Wurden demokratische Modelle nicht von Philosophen entworfen, z. B. von Plato? Hatte nicht einer von ihnen postuliert, dass Philosophen die Politik bestimmen sollten?
Wie Germanen Elche jagdten (nach Caesar): 27. Ferner der Elch. Er gleicht an Gestalt und Farbenwechsel des Fells dem Reh,
ist aber etwas größer; seine Hörner sind nur ein Stumpf,
und seine Beine ohne Knöchel und Gelenke.
(2) Wenn er ausruhen will, legt er sich deshalb nicht nieder und kann sich,
wenn er durch einen Zufall niederstürzt, nicht aufrichten oder aufhelfen.
(3) Bäume dienen ihm daher als Lager; an sie lehnt er sich an und so ruht er,
nur etwas rückwärts gebeugt, aus.
(4) Wenn nun die Jäger an den Spuren bemerken, wo er sich hinzubegeben pflegt,
so untergraben sie entweder alle Bäume in der Wurzel oder hauen sie so an,
dass sie nur noch dem äußersten Schein nach stehen.

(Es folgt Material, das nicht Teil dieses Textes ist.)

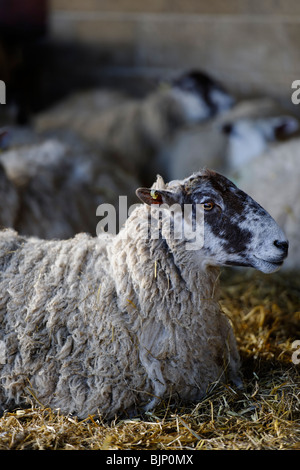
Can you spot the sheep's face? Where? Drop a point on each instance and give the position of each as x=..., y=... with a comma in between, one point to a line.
x=203, y=96
x=249, y=138
x=237, y=230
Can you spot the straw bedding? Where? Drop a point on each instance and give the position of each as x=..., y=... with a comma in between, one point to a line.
x=265, y=312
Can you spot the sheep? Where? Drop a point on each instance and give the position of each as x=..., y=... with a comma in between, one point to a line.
x=115, y=324
x=54, y=191
x=273, y=180
x=136, y=130
x=227, y=142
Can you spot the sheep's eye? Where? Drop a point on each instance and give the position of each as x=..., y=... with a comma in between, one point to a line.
x=208, y=206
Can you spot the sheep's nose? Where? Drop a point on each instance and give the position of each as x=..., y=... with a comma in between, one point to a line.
x=283, y=246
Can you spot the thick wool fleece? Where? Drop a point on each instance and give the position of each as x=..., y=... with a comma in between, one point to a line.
x=108, y=324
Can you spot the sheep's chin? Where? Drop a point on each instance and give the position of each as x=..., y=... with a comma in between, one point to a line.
x=266, y=266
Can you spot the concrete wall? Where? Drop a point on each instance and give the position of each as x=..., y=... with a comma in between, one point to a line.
x=252, y=45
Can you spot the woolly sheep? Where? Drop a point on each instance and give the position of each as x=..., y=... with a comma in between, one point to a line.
x=227, y=142
x=52, y=191
x=136, y=130
x=273, y=180
x=115, y=324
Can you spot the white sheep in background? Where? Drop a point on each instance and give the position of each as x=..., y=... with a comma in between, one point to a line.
x=227, y=142
x=9, y=204
x=136, y=130
x=115, y=324
x=273, y=180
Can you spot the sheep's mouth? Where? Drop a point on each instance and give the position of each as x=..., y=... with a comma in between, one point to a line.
x=267, y=266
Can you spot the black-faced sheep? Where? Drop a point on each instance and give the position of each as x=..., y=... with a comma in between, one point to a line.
x=227, y=142
x=136, y=130
x=273, y=180
x=117, y=323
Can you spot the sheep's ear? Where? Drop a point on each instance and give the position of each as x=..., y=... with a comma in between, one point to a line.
x=155, y=196
x=284, y=126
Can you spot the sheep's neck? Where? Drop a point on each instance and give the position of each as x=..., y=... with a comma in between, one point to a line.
x=161, y=266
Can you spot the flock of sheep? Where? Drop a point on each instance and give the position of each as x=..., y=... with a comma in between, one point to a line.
x=114, y=324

(5) Lehnt sich dann ein Elch seiner Gewohnheit nach daran,
so drückt er den geschwächten Baum durch seine Last nieder und fällt selbst mit zur Erde.
Heute kann man sich kaum vorstellen, dass solche „Berichte“ ernst gemeint sein konnten. Wenn man sich aber klar macht, dass die technischen Mittel zur genaueren Beobachtung von Ereignissen/Abläufen in größeren Entfernungen fehlten, wer weiß!?